Leon Springs is an unincorporated community in Bexar County, Texas, now partially within the city limits of San Antonio. According to the Handbook of Texas, the community had a population of 137 in 2000. It is located within the San Antonio Metropolitan Area.

History
The region was settled in the mid-nineteenth century by German immigrants, most notably John O. Meusebach, George von Plehwe, and Max Aue. The Aue Stagecoach Inn became the first stop on the stagecoach route between San Antonio and San Diego, California. The community came to some prominence as the location of an officer training school at Camp Bullis. The original Romano's Macaroni Grill was founded in Leon Springs; however, the company closed down this branch after the second of two devastating floods in July 2002. It was operated by Brinker International. It is also the site for the first Rudy's Country Store and Bar-B-Q. The restaurant chain was created by a descendant of town founder Max Aue, Rudolph Aue. The community currently has Baptist, Roman Catholic, Presbyterian, and non-denominational churches.

Several cavalry units of the Army during World War I were held in Leon Springs, such as the 304th Cavalry Regiment, the 303rd Armored Cavalry Regiment, the 142nd Field Artillery Regiment, and the 153rd Infantry Regiment.

The Arkansas National Guard sent troops to the community for a provisional regiment in 1908 and a 12-day encampment in 1910.

A post office was established at Leon Springs in 1857 and remained in operation until 1918. There was a cotton gin, a general store, and two hotels serving 50 residents in 1885. It became the site of an officer training camp during World War I. The community lost half of its population by the mid-1930s. Camp Stanley was another World War II training school in the community. The population grew to 100 in 1946 and remained steady for the rest of the decade, settling at 137 from 1990 through 2000.

Leon Springs was also the site of the execution of a soldier from Camp Swift for the murder of a young girl. The stage stop closed in 2004 and is reported to be haunted and privately owned.

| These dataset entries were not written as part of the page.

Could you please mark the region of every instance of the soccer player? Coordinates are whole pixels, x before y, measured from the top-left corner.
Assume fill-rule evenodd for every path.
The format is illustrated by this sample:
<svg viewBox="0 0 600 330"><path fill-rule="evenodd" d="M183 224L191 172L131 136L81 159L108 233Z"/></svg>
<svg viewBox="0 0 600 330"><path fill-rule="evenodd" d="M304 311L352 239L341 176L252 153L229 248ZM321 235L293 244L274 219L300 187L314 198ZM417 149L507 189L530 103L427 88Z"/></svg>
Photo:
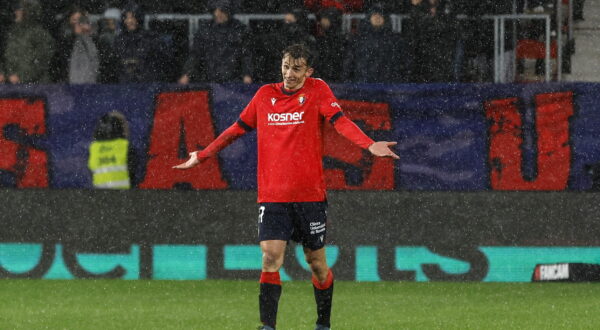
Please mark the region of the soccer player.
<svg viewBox="0 0 600 330"><path fill-rule="evenodd" d="M329 329L333 273L325 259L327 199L323 177L323 120L375 156L399 159L390 146L374 142L344 116L320 79L311 78L313 55L304 45L282 52L283 82L262 86L239 119L202 151L190 153L187 169L215 156L238 137L258 135L258 238L262 250L259 309L261 329L275 329L281 295L279 269L288 241L301 242L312 271L317 303L315 329Z"/></svg>

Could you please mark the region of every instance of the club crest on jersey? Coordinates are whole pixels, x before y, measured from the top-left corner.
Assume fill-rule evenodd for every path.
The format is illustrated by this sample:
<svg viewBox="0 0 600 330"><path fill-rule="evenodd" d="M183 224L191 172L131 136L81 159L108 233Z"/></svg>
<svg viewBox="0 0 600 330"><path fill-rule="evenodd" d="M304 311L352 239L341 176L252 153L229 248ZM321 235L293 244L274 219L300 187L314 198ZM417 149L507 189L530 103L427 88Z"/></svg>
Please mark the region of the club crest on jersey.
<svg viewBox="0 0 600 330"><path fill-rule="evenodd" d="M298 96L298 103L300 105L303 105L304 101L306 101L306 97L304 96L304 94L300 94L300 96Z"/></svg>
<svg viewBox="0 0 600 330"><path fill-rule="evenodd" d="M275 102L277 102L277 99L276 99L276 98L274 98L274 97L272 97L272 98L271 98L271 104L272 104L272 105L275 105Z"/></svg>

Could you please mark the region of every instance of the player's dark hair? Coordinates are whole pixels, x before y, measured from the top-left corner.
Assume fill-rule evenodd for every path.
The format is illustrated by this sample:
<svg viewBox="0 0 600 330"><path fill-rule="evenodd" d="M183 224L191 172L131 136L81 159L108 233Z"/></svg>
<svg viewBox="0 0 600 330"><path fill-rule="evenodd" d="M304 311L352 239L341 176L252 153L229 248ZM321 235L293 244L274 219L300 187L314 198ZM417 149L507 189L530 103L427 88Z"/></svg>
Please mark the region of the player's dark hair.
<svg viewBox="0 0 600 330"><path fill-rule="evenodd" d="M314 61L315 61L315 55L310 50L310 48L308 48L304 44L293 44L291 46L287 46L281 52L281 58L284 58L287 55L289 55L293 59L301 59L301 58L305 59L306 66L309 68L311 68L313 66Z"/></svg>

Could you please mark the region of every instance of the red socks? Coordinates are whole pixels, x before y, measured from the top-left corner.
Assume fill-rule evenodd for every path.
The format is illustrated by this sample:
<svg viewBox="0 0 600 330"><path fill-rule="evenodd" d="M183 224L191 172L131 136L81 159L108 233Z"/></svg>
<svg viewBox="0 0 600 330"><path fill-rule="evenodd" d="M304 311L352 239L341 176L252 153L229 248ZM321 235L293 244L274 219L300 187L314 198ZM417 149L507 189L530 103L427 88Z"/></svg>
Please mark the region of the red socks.
<svg viewBox="0 0 600 330"><path fill-rule="evenodd" d="M315 288L319 290L327 290L333 284L333 272L331 272L331 269L329 269L329 272L327 272L327 279L325 280L325 282L319 282L317 277L313 275L312 282Z"/></svg>
<svg viewBox="0 0 600 330"><path fill-rule="evenodd" d="M281 278L279 278L279 272L262 272L262 273L260 273L260 283L281 285Z"/></svg>

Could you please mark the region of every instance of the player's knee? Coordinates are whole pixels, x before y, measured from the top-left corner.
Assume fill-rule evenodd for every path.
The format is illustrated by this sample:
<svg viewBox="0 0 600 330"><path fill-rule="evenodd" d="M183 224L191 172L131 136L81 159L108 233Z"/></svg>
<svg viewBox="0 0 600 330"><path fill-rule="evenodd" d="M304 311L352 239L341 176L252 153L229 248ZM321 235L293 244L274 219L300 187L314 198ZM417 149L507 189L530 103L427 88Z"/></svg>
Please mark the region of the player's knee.
<svg viewBox="0 0 600 330"><path fill-rule="evenodd" d="M319 273L320 271L327 269L327 263L321 258L317 258L312 255L306 255L305 260L310 269L315 273Z"/></svg>
<svg viewBox="0 0 600 330"><path fill-rule="evenodd" d="M263 251L263 267L267 267L272 269L273 271L279 270L281 264L283 263L283 257L279 253L274 253L272 251Z"/></svg>

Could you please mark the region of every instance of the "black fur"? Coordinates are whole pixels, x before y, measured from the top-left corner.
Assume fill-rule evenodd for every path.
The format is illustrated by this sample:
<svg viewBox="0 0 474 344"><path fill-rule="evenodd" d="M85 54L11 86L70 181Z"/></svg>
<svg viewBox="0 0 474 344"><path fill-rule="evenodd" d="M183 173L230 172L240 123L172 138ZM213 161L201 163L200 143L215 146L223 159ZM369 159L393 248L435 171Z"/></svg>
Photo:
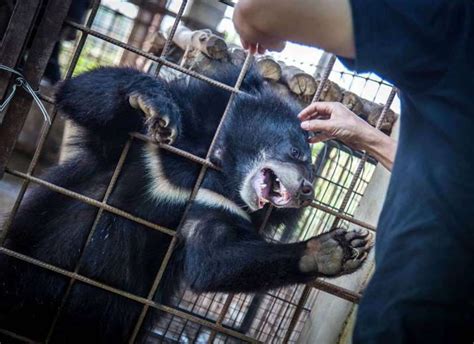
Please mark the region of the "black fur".
<svg viewBox="0 0 474 344"><path fill-rule="evenodd" d="M222 69L211 77L233 85L238 71ZM299 127L298 105L279 99L251 71L243 91L217 142L203 187L246 204L239 186L249 166L265 152L275 161L296 166L311 180L309 146ZM101 68L61 85L57 104L82 128L70 161L51 169L52 183L101 200L130 131L147 133L144 115L128 97L148 96L179 130L174 145L204 157L230 94L198 80L165 82L133 69ZM146 144L134 141L109 203L148 221L176 229L184 204L164 202L150 195L154 176L145 166ZM306 159L296 159L296 147ZM200 165L160 150L166 177L191 189ZM97 208L43 187L33 187L23 202L6 247L73 271L97 214ZM246 220L222 207L196 202L187 218L192 233L179 233L164 280L155 295L158 302L184 283L198 292L255 292L305 282L314 274L301 273L298 262L306 244L272 244L257 229L262 210ZM294 224L298 209L278 209L271 225ZM122 217L104 212L79 268L81 275L146 297L170 237ZM68 279L0 255L0 324L2 328L44 340L62 299ZM101 289L76 282L52 337L57 343L123 343L141 311L141 305ZM152 312L152 311L151 311ZM153 323L148 317L145 328Z"/></svg>

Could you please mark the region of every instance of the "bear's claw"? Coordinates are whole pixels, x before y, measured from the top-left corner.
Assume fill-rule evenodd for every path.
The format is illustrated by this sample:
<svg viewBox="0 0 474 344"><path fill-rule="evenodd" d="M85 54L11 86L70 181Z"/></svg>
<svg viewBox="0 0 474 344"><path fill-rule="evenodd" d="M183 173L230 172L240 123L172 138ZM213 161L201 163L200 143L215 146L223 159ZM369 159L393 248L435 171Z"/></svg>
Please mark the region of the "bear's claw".
<svg viewBox="0 0 474 344"><path fill-rule="evenodd" d="M305 273L336 277L359 268L373 246L373 234L366 229L334 229L308 240L299 268Z"/></svg>

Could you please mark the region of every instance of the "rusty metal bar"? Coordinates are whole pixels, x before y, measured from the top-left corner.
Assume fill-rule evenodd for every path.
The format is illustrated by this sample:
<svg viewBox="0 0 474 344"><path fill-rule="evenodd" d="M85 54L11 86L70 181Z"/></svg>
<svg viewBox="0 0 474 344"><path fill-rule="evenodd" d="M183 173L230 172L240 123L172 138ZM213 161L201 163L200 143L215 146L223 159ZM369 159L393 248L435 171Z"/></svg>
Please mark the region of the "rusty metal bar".
<svg viewBox="0 0 474 344"><path fill-rule="evenodd" d="M227 297L225 299L225 302L224 302L224 305L222 306L222 310L221 310L221 312L219 313L219 316L216 319L216 324L217 325L222 325L222 322L225 319L225 315L227 314L227 311L229 310L229 307L232 304L233 300L234 300L234 294L227 295ZM207 343L208 344L213 343L214 339L216 339L216 335L217 335L217 332L212 331L210 336L209 336L209 339L207 340Z"/></svg>
<svg viewBox="0 0 474 344"><path fill-rule="evenodd" d="M171 44L173 42L174 35L176 33L176 30L178 29L179 22L181 21L183 17L184 10L186 9L186 5L188 4L188 0L182 0L181 5L179 6L178 13L176 14L176 19L173 22L173 26L171 27L171 30L169 32L168 38L166 39L165 46L163 47L163 50L161 51L160 57L163 59L166 59L166 55L168 55L168 52L171 48ZM155 76L158 77L158 74L160 74L161 67L163 64L159 63L156 71L155 71Z"/></svg>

The San Antonio and Aransas Pass Railway reached Leon Springs in 1887. The stop was originally called Aue Station.

Geography
Leon Springs is located on Interstate 10,  northwest of Downtown San Antonio in northwestern Bexar County.

Education
Residents are in the Northside Independent School District.

Students are zoned to:
 Leon Springs Elementary School and Aue Elementary School 
 Hector Garcia Middle School and Rawlinson Middle School 
 Louis D. Brandeis High School and Tom C. Clark High School

Notable people
 Andrew Davis Bruce, academic, soldier, and third president of the University of Houston.
 Henry W. Butner, a former Army officer.
 John M. Devine, a former Army officer.
 Louis R. Douglass, civil engineer who built army hospitals in Leon Springs.
 Aaron R. Fisher, a former Army officer.
 Anthony Franchini, guitarist.
 John Daniel Leinbach Hartman, a former United States Army officer.
 Doyle Overton Hickey, a former Army officer.
 Harry H. Johnson, a former Army officer.
 Lloyd E. Jones, a former Army officer.
 Louis Jordan, football player who served in World War I and was stationed at Camp Bullis.
 Lesley J. McNair, a former Army officer.
 Troy H. Middleton, a former Army officer, educator, and president at Louisiana State University.
 George Peddy, attorney, military officer, and political figure.
 Adolf Topperwein opened a shooting range in Leon Springs in 1951.
 Samuel Tankersley Williams, senior United States Army officer who attended Camp Bullis.
 Edwin A. Zundel, a former Army officer.

Media
 KCJV-LP, an Oldies broadcast radio station for 97.9 FM, licensed in Leon Springs.